Roger Nord, a real estate lawyer, was critical of the early handling of the conversion, saying that at the first meeting with developers there was no firm information about relocation assistance, and it was not clear if FHA or VA financing would be available.
But Nord concluded that overall there were no major mistakes made in the conversion and that he is "satisfied."
The availability of information was a large part of the effort to satisfy residents.
In its introductory material, Almist stressed its intention to provide moderately priced housing and to help interested residents buy. Tenants were told of the timing of conversion, scope of interior and exterior work, marketing and financing plans. Brief biographical sketches of members of the development team were included -- architect, civil engineering, construction, customer service and relations, financing, legal counsel, management consultant, project manager, public relations and sales.
To prepare workers for the renovation process, an internal memo set out guidelines for entering occupied units. At the head of the list was the requirement that three days advance written notice be given for routine visits. Efforts were made to schedule visits so residents on night shifts would not have their sleep disturbed. Smoking, carrying of food, using toilets and sinks in units were prohibited.
When renovation began, residents received a series of written notices explaining what work would be done, the expected length of the job and other information they might need or want to know.
They were informed in writing at each step of the development, and in one instance when workmen mistakenly began work on a stone wall bordering one couple's terrace, they received a letter of apology from the project manager's office.
Hospitality suites were set up in three vacant apartments to be used when a repair required the resident to be out of his or her apartment for any length of time. The units are furnished, have appliances, linens, dishes, cooking utensils, telephones and televisions.
"We are willing to do anything to make life easier," said project manager Jack Moran. "Whatever accommodations to make people's lives comfortable.

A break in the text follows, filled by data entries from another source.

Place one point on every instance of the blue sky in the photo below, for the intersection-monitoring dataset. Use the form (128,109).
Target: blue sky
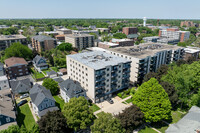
(162,9)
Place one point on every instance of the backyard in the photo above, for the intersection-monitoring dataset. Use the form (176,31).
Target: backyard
(25,117)
(59,102)
(36,75)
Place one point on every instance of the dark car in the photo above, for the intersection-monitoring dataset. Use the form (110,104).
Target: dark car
(110,101)
(22,103)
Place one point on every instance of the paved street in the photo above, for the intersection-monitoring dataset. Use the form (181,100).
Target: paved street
(114,108)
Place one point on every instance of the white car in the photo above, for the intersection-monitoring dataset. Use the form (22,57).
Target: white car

To date, I can't think of an instance where we have thrown up cost as a limitation to doing something to help tenants."
"It is self-serving; these people are the best potential for sales, and it would be foolish to take an adversary position," Moran added.

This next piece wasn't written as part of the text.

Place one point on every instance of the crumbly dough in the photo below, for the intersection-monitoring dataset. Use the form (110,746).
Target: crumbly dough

The developers at Woodburn Village I also publish a periodic newsletter recapping events and information, inviting comments and participation by residents as well as answering specific questions.
Management consultant Wolfe of Community Management Corp. set up a residents advisory council and started a series of seminars explaining the public offering statement on tenant/homeowner rights, establishing a workable condominium budget and condominium unit purchasing and financing.

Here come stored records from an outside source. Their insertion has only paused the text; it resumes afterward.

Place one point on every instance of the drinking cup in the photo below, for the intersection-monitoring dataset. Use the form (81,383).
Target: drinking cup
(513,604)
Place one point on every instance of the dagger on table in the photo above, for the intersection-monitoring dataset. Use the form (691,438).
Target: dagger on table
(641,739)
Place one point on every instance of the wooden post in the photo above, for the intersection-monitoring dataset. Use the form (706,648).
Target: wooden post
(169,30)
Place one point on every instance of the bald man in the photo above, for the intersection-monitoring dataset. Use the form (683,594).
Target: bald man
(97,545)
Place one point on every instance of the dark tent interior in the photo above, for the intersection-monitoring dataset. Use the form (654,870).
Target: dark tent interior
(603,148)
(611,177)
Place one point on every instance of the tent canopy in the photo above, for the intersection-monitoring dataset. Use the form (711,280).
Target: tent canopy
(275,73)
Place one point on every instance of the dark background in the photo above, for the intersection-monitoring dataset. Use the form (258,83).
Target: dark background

The developers ran into a special problem this summer when the air conditioning in the second section not owned by them had a major breakdown.
Kirby said: "We assisted the owners and rental managers with repairs and offered vacant units in Section 1 for people with health problems or small children. About 10 or 12 people used the units. It was during very hot weather, and we had two pregnant women who were near their due dates. Being without air conditioning then can be pretty uncomfortable. We are part of the community so we gave a helping hand."